J Acquir Immune Defic Syndr 2017; 76: 311-318 (Journal)
Lodi S., Costagliola D., Sabin C., Del Amo J., Logan R., Abgrall S., Reiss P., van Sighem A., Jose S., Blanco J. R., Hernando V., Bucher H. C., Kovari H., Segura F., Ambrosioni J., Gogos C. A., Pantazis N., Dabis F., Vandenhende M. A., Meyer L., Seng R., Gill M. J., Krentz H., Phillips A. N., Porter K., Grinsztejn B., Pacheco A. G., Muga R., Tate J., Justice A., Hernan M. A.

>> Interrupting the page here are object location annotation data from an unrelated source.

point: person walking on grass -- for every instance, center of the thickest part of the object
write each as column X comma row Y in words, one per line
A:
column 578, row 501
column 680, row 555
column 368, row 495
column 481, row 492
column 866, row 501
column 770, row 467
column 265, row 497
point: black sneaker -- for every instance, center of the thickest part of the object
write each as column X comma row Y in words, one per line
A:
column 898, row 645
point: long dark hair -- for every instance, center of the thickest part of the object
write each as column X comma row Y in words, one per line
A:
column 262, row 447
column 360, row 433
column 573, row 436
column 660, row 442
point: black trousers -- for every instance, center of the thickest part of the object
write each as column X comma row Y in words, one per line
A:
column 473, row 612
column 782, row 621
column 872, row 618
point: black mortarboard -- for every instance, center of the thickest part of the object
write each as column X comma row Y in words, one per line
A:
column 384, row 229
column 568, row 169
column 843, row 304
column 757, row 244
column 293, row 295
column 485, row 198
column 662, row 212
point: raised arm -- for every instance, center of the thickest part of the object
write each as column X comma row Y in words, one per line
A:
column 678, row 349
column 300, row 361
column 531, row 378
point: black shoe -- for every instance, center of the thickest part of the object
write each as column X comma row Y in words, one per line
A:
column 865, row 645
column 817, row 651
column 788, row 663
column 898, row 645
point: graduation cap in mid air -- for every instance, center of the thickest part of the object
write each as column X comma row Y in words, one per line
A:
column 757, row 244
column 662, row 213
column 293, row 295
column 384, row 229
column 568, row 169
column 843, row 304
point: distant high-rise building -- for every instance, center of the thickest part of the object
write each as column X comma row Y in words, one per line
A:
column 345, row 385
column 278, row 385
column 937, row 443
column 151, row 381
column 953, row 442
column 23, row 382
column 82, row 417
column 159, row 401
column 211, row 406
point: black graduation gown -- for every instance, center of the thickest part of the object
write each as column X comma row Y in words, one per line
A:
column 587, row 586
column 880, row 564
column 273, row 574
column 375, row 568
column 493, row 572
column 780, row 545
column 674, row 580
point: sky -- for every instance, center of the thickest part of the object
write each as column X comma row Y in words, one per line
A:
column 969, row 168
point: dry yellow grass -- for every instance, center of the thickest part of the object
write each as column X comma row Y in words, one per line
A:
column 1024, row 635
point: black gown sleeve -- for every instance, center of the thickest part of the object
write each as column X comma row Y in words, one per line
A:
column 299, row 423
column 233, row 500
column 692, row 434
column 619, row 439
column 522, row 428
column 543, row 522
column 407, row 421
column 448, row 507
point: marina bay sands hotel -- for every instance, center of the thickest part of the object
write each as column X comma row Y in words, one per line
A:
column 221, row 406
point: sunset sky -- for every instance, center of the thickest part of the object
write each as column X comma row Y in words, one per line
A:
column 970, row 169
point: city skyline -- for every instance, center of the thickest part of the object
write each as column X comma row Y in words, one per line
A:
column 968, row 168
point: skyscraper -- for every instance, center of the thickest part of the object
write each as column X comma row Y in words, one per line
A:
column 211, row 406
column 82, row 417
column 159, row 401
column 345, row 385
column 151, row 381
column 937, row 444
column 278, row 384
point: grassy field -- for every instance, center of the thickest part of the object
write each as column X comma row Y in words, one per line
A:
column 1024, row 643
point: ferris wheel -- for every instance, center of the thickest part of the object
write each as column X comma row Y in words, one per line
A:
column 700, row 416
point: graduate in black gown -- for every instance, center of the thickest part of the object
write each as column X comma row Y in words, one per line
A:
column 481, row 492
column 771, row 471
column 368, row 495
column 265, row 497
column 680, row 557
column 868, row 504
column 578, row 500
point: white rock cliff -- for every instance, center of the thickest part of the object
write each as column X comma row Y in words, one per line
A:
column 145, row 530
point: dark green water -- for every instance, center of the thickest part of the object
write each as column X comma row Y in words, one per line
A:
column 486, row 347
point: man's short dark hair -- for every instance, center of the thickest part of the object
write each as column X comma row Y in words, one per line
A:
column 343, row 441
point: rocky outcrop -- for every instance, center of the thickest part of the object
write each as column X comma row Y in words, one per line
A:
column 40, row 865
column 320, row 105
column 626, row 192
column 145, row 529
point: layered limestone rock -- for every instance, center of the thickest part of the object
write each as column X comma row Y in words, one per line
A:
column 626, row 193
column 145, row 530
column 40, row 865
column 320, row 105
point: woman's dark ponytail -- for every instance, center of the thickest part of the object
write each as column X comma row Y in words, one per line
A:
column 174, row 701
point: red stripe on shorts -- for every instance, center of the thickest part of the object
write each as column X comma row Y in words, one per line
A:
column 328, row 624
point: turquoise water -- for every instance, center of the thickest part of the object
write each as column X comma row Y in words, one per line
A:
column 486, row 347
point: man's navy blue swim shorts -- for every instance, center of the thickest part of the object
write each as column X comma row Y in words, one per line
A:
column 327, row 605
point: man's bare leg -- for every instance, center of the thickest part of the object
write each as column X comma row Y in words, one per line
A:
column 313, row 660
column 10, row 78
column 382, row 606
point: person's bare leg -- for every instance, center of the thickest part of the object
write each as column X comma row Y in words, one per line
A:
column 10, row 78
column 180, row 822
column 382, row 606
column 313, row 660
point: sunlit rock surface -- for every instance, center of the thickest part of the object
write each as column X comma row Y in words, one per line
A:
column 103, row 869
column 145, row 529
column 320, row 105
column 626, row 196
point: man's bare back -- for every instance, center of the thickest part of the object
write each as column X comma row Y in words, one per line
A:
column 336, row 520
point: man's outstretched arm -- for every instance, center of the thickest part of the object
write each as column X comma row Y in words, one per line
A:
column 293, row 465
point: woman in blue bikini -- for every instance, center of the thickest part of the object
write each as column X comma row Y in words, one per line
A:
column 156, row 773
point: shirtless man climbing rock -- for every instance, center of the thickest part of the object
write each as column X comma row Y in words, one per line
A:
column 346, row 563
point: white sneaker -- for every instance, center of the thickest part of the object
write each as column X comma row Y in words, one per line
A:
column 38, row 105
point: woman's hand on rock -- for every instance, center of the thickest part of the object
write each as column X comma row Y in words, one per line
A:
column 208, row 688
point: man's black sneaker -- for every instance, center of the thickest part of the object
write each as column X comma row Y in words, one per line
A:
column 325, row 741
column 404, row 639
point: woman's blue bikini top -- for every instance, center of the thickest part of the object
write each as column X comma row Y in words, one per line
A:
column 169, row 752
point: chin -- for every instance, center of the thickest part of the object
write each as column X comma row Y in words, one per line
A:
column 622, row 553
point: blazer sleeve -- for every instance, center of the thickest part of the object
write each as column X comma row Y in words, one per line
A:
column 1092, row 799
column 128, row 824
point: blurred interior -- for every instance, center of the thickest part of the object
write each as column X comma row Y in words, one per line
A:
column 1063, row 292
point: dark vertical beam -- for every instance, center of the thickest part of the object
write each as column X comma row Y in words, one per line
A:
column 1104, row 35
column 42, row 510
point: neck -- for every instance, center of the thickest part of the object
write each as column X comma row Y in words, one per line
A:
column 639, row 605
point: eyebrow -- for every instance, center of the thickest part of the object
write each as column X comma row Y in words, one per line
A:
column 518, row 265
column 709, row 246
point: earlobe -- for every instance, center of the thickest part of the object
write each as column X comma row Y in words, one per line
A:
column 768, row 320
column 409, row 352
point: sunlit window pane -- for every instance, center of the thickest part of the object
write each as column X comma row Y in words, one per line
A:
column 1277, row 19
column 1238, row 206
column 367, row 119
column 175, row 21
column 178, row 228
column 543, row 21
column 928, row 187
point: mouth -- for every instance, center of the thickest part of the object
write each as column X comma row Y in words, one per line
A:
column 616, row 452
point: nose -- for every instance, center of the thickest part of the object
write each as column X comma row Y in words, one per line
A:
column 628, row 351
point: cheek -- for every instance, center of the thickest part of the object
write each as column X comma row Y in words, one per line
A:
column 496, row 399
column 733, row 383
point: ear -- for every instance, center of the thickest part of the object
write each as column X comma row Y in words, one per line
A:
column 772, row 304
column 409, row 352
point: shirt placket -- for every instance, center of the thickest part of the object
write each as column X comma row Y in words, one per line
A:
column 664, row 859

BACKGROUND: Clinical guidelines recommend immediate initiation of combined antiretroviral therapy for all HIV-positive individuals. However, those guidelines are based on trials of relatively young participants. METHODS: We included HIV-positive antiretroviral therapy-naive, AIDS-free individuals aged 50-70 years after 2004 in the HIV-CAUSAL Collaboration. We used the parametric g-formula to estimate the 5-year risk of all-cause and non-AIDS mortality under (1) immediate initiation at baseline and initiation at CD4 count, (2) <500 cells/mm, and (3) <350 cells/mm. Results were presented separately for the general HIV population and for a US Veterans cohort with high mortality. RESULTS: The study included 9596 individuals (28% US Veterans) with median (interquantile range) age of 55 (52-60) years and CD4 count of 336 (182-513) at baseline. The 5-year risk of all-cause mortality was 0.40% (95% confidence interval (CI): 0.10 to 0.71) lower for the general HIV population and 1.61% (95% CI: 0.79 to 2.67) lower for US Veterans when comparing immediate initiation vs initiation at CD4 <350 cells/mm. The 5-year risk of non-AIDS mortality was 0.17% (95% CI: -0.07 to 0.43) lower for the general HIV population and 1% (95% CI: 0.31 to 2.00) lower for US Veterans when comparing immediate initiation vs initiation at CD4 <350 cells/mm. CONCLUSIONS: Immediate initiation seems to reduce all-cause and non-AIDS mortality in patients aged 50-70 years.